The next major leap was in 1937 when Claude Shannon, a very bright student of Bush’s, wrote a master’s thesis at MIT called “A Symbolic Analysis of Relay and Switching Circuits.”5 It showed that electronic relays could be used to carry out binary logic operations. Until this point, there was the concept of binary logic but not reliable electrical materials to execute it. Shannon discovered that relays could switch on and off, thereby changing the direction of electrical flow and allowing for new logical operations. This is very similar to how transistors work, which were invented about ten years later at the Bell Telephone Labs in New Jersey.6
We can think of the transistor as the smallest conceptual building block in a computer. Transistors have three legs, or terminals, called the collector, base and emitter. The signal comes in through the base, pulls current into the collector, which gets amplified through the emitter. This is one of the essential features of the transistor, that it can amplify a signal. If the signal is really small or noisy, it can still get a clean output from the transistor. This makes long distance communication possible because while we can easily talk to each other in this room, we’d need to amplify the signal to communicate over a larger distance.

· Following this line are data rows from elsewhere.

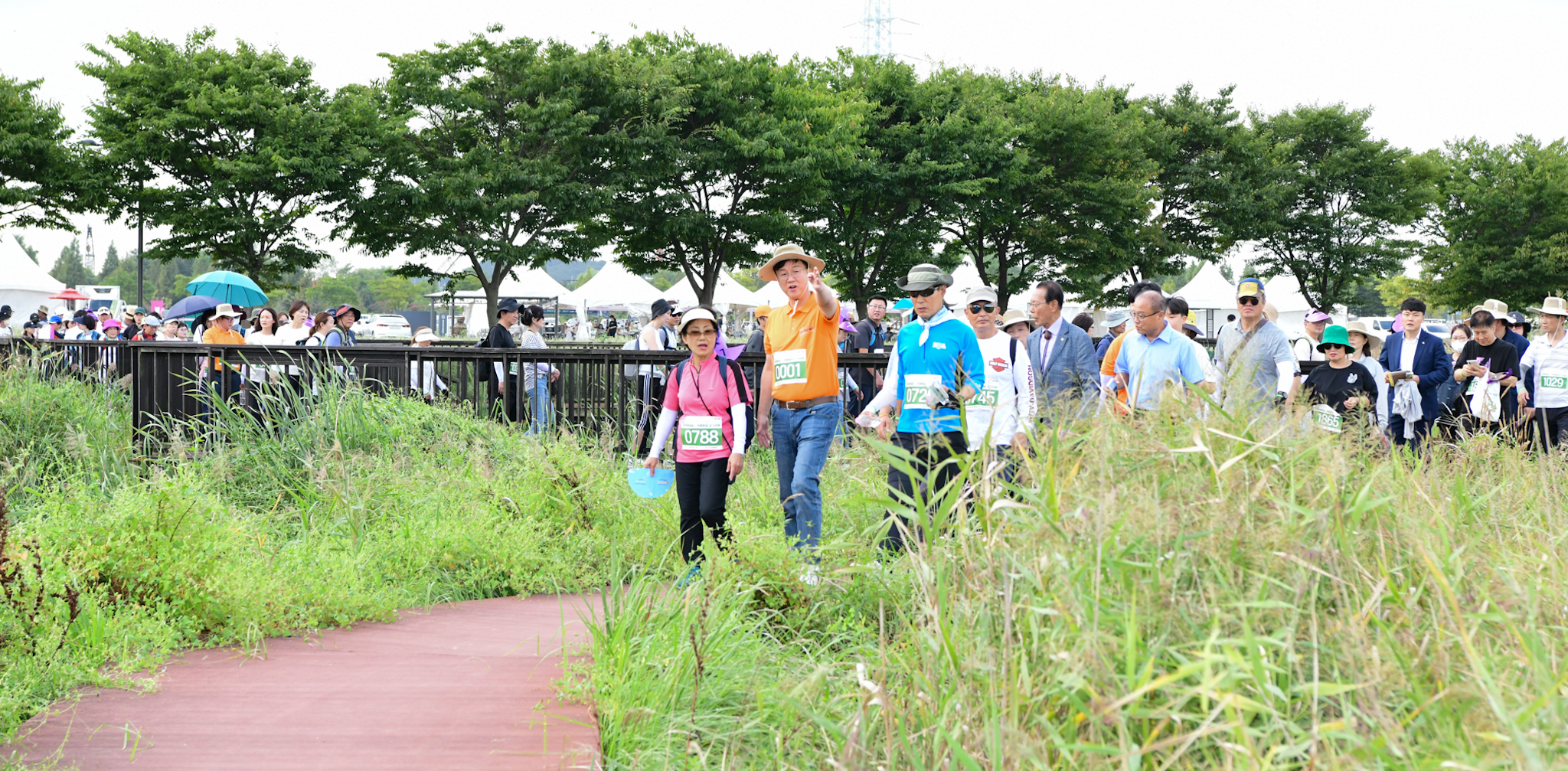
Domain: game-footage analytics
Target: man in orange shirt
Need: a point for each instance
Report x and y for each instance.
(224, 378)
(799, 408)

The other essential feature of the transistor is its ability to switch on and off, thereby enabling binary logic. Recall that Shannon’s relays, which directly preceded the transistor, also made binary logic possible. While an electrical current can only travel in one direction, transistors, by switching on or off, can change the direction of the current. Zeroes and ones in computers, by the way, are simply these changes in the electrical current. These simple characteristics of transistors made it possible to build electrical circuits that could compute exceedingly complex logic.

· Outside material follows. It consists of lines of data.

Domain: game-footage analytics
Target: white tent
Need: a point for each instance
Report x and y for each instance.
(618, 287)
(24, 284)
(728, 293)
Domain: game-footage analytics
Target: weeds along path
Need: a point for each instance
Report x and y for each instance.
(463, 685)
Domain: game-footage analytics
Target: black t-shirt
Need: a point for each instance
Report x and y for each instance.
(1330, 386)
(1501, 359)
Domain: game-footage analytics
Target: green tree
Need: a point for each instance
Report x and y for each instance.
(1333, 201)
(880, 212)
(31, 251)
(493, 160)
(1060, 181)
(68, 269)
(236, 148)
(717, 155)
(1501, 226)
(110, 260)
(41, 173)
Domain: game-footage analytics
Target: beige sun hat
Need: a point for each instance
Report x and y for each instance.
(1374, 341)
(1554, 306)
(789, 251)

1Charles Petzold, Code: The Hidden Language of Computer Hardware and Software (Redmond: Microsoft Press, 1999). http://www.charlespetzold.com/code/index.html
2David Alan Grier, When Computers Were Human (Princeton: Princeton University Press: 2005).
3Charles Petzold, Code: The Hidden Language of Computer Hardware and Software.
4As we’ll see, this is different from digital computers which operate with discrete (electronic) signals with decision-making capacity.